Designing Neural Network Architectures using Reinforcement Learning https://arxiv.org/abs/1611.02167

Neural Architecture Search with Reinforcement Learning https://arxiv.org/abs/1611.01578

This is great, thank you, added it to tonight's reading list.

Both are tricky subject and lot of cooking-like thinking (there are popular recipes, general rules, but in all practical cases to master it there is a lot of non-transferable experience and knowledge).

Some pointers:

* http://rishy.github.io/ml/2017/01/05/how-to-train-your-dnn/

* http://www.alexirpan.com/2017/06/27/hyperparam-spectral.html

At deepsense.io we are developing Neptune to facilitate that process (compare models, version-control them), here: https://go.neptune.deepsense.io (a public release in less that a month!).

Another resource - https://sigopt.com/, in the vein of Whetlab.

e.g. For NLP:

* https://aws.amazon.com/blogs/ai/fast-cnn-tuning-with-aws-gpu...

Disclaimer: they did share free trials with some of our students.

It looks interesting, and talk with these guys (including the author) on a conference (GPU Tech Conf in San Jose). However, for other much more transparent systems, I am kind of anxious to add a black box.

Especially as most of neural network tweaking go well beyond hyperparameter tweaking - one need to adjust architecture, make sensible cross-validation, good augmentation, etc.

The problem is that these guides would have to be domain specific. I can imagine such e.g. "Hackers guide to Tuning Hyperparameters for NLP", but it would have different recommendations than a similar guide for image processing or financial dataset analysis.

That makes sense. But what I need to know are the thought processes that go into determining the hyper-parameters. Most of the time my process amounts to slightly-educated-guess and check. Are there smarter ways to go about that? What tools / analysis should I be doing to see the effects of my tweaks.

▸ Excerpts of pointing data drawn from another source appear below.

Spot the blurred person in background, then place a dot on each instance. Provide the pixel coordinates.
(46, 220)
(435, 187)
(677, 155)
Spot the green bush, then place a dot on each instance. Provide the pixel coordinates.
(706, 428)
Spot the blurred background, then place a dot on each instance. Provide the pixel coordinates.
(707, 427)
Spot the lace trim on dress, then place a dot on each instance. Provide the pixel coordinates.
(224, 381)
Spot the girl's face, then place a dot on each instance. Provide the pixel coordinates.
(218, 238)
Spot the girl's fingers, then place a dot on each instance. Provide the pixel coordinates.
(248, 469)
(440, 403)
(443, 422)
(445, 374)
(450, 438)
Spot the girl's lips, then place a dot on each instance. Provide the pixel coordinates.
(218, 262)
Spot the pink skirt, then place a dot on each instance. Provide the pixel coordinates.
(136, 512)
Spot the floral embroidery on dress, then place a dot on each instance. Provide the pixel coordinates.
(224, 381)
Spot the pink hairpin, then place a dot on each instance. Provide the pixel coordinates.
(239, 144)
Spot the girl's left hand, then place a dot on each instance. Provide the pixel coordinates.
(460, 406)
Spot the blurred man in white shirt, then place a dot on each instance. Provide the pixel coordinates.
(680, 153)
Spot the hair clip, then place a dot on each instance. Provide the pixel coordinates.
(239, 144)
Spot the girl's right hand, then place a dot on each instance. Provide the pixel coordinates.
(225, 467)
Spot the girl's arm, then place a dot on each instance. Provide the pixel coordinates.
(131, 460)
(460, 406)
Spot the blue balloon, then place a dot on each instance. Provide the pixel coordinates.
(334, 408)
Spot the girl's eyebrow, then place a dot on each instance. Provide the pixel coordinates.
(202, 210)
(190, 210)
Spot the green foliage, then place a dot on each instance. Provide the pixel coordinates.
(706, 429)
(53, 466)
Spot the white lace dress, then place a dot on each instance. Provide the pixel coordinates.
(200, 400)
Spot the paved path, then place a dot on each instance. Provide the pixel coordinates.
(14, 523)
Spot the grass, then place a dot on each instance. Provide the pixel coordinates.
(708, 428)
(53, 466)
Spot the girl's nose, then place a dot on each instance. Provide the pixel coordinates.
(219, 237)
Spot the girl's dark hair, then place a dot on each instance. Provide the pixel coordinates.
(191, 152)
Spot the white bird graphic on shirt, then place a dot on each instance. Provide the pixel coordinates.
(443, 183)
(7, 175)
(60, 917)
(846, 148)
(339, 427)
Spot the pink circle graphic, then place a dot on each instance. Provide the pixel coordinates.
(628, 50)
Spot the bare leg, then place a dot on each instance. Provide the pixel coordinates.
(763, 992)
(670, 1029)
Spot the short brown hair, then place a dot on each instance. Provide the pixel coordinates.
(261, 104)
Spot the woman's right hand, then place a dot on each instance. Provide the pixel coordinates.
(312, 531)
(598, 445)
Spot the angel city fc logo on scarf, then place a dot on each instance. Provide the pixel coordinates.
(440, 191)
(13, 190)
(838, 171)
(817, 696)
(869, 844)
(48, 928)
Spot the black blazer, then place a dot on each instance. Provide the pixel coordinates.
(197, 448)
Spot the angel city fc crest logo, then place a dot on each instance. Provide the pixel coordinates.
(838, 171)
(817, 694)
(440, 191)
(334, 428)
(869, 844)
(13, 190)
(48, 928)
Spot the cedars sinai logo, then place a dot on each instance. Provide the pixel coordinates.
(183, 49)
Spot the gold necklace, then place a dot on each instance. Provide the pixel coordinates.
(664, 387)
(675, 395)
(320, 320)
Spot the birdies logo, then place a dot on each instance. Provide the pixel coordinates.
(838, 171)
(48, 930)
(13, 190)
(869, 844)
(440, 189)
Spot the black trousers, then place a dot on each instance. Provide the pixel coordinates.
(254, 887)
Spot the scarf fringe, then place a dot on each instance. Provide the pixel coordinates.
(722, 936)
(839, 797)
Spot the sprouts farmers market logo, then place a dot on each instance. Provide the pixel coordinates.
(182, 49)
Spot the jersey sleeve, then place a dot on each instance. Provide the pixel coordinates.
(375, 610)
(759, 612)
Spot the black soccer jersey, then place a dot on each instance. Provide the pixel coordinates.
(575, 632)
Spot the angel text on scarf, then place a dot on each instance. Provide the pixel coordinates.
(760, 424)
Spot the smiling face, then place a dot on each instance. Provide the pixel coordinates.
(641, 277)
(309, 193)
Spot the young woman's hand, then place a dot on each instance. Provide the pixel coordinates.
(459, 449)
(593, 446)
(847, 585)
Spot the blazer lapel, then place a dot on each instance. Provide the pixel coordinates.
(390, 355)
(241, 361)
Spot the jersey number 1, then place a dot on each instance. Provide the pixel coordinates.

Thought process #1 is to test, measure and document everything. Change one thing at a time; if you have two modifications that you want to try and have the resources, then it'd be best to run (measure) A, B and A+B instead of both of them at the same time. If early in your experiments adding A was a mildly beneficial thing, it may be the case that after extensive modifications it's not anymore, but you can try and check that. This obviously means that you need a simple, mostly automated way to run repeatable experiments and document their results.

Thought process #2 is to read lots of papers that go into details on solutions for similar problems, see what works and doesn't work for them, try to understand if the factors that make it useful apply to you as well (e.g. size or type of data may mean that your experience is likely to be opposite) - and, of course, try and evaluate.

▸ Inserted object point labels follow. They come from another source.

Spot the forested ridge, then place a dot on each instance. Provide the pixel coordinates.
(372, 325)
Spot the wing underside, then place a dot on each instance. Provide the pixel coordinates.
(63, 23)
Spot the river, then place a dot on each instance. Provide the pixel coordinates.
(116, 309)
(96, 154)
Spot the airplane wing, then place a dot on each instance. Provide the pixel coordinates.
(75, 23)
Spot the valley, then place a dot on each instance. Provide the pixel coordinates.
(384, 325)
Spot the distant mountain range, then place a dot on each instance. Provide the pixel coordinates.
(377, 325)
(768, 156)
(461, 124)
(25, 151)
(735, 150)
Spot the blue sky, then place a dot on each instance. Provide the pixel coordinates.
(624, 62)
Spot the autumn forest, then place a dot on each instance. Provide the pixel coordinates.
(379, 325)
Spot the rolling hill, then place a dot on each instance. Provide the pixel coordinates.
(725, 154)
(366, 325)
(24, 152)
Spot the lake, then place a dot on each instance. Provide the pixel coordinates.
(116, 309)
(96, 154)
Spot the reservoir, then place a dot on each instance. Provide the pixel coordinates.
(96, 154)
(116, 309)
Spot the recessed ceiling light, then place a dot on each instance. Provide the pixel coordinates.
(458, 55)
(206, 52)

Thought process #3 is to do error analysis, possibly with tooling to show the relations (e.g. for image analysis tasks). You definitely want to know what kinds of mispredictions are you getting in what amounts, and that may help you (though not always) to understand why a particular type of misclassification occurs.

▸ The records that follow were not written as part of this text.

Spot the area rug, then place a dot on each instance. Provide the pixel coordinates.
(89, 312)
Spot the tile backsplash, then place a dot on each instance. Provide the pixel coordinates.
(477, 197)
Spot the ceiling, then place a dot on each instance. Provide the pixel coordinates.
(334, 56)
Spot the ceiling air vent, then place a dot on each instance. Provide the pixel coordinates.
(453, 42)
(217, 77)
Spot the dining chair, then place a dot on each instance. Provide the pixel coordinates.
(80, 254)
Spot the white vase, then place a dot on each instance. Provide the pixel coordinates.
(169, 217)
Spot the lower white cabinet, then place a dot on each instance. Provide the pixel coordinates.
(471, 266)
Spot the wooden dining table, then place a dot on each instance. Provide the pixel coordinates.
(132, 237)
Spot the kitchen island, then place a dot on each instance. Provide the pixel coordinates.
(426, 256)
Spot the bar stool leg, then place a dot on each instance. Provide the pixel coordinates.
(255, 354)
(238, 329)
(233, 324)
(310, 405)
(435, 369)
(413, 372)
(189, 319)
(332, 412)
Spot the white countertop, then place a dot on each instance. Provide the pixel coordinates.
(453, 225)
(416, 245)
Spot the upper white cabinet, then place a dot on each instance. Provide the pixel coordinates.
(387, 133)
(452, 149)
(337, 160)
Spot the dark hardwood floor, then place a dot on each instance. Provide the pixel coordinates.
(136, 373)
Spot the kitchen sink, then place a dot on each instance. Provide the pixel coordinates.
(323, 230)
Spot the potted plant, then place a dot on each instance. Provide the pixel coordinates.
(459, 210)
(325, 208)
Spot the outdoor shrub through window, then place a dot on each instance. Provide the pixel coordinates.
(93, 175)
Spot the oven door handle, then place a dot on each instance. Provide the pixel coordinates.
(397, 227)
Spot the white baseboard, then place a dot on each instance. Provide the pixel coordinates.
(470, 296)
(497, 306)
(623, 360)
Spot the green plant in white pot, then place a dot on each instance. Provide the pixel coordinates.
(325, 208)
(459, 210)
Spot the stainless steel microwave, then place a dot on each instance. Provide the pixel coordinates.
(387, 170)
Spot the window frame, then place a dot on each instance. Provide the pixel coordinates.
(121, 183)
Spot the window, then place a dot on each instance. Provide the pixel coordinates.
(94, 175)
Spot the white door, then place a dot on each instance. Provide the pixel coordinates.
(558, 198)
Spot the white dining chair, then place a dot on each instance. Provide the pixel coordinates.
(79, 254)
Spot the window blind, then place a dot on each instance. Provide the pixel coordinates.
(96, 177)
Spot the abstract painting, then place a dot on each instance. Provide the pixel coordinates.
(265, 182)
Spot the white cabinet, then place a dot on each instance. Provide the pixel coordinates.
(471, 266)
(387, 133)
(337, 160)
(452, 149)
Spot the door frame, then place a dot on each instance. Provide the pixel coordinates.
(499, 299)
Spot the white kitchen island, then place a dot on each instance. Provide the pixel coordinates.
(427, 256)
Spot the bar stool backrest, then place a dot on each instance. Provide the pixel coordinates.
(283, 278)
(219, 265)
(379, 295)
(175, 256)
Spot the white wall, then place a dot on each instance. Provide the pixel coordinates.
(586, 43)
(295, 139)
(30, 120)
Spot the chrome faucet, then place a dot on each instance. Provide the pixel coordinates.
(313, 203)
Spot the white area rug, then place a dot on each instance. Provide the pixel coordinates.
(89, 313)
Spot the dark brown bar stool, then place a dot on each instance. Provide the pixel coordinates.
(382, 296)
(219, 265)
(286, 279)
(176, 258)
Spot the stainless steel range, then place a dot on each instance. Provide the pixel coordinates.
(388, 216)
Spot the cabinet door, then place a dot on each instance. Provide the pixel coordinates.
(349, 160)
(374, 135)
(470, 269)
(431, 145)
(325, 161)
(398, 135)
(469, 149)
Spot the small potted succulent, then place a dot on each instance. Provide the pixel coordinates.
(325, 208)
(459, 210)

Technical analysis may also come into play, but IMHO that is more useful for debugging why something fails totally and not that useful for getting better accuracy on something that works really well (more useful for getting faster convergence to the same result). There are all kinds of metrics you may measure on your network, e.g. dead neurons for ReLU family, are your early layers stabilizing or not, etc. But again, problems of convergence at all or its speed and problems of converging to a not-good-enough optimum are quite different.

Per my knowledge tuning hyperparameters and building models are mostly intuitive guesswork/experimentation based on some fundamental mathematical principles. Am not sure if that's equivalent to hacking in the canonical sense.

Not sure if this is what you want, but they are aiming to self tune parameters for you. http://www.ml4aad.org/

This has been submitted quite a few times in the past: https://hn.algolia.com/?query=karpathy.github.io%2Fneuralnet...

Aw. And I was hoping Chapter 3 and 4 would be finished sometime soonish. It's the only part of the guide that you can learn from by example.

As the author mentions, the CS231n course notes may be what you want. They build up many of the neural network primitives using just numpy and basic operations, so it's very easy to see exactly how it works at the code level.

I don't think it'll ever be finished.

Yep, Andrej leads Tesla Autopilot now. Doubt he'll be following up here.

yep :(

I guess ancestor commenters need only wait for a weekend now :)

It would be awesome if there was a section in Hacker News called Classics where this could be posted.

What would be Classic and what would not? I guess it would be a combination of votes, times posted, and a minimum age

Total votes would qualify and then perhaps a combination of views and comments that occur at least one month or more later. The goal is to track posts that have an extended relevancy beyond the current month. Ideally, beyond the current 3 months. Posts that are more than 3 years old but still get high votes when submitted should also be given special attention.

A good sit in probability theory and multivariate calculus is the first thing you should spend your time if you want to understand NN, ML and most of AI for once.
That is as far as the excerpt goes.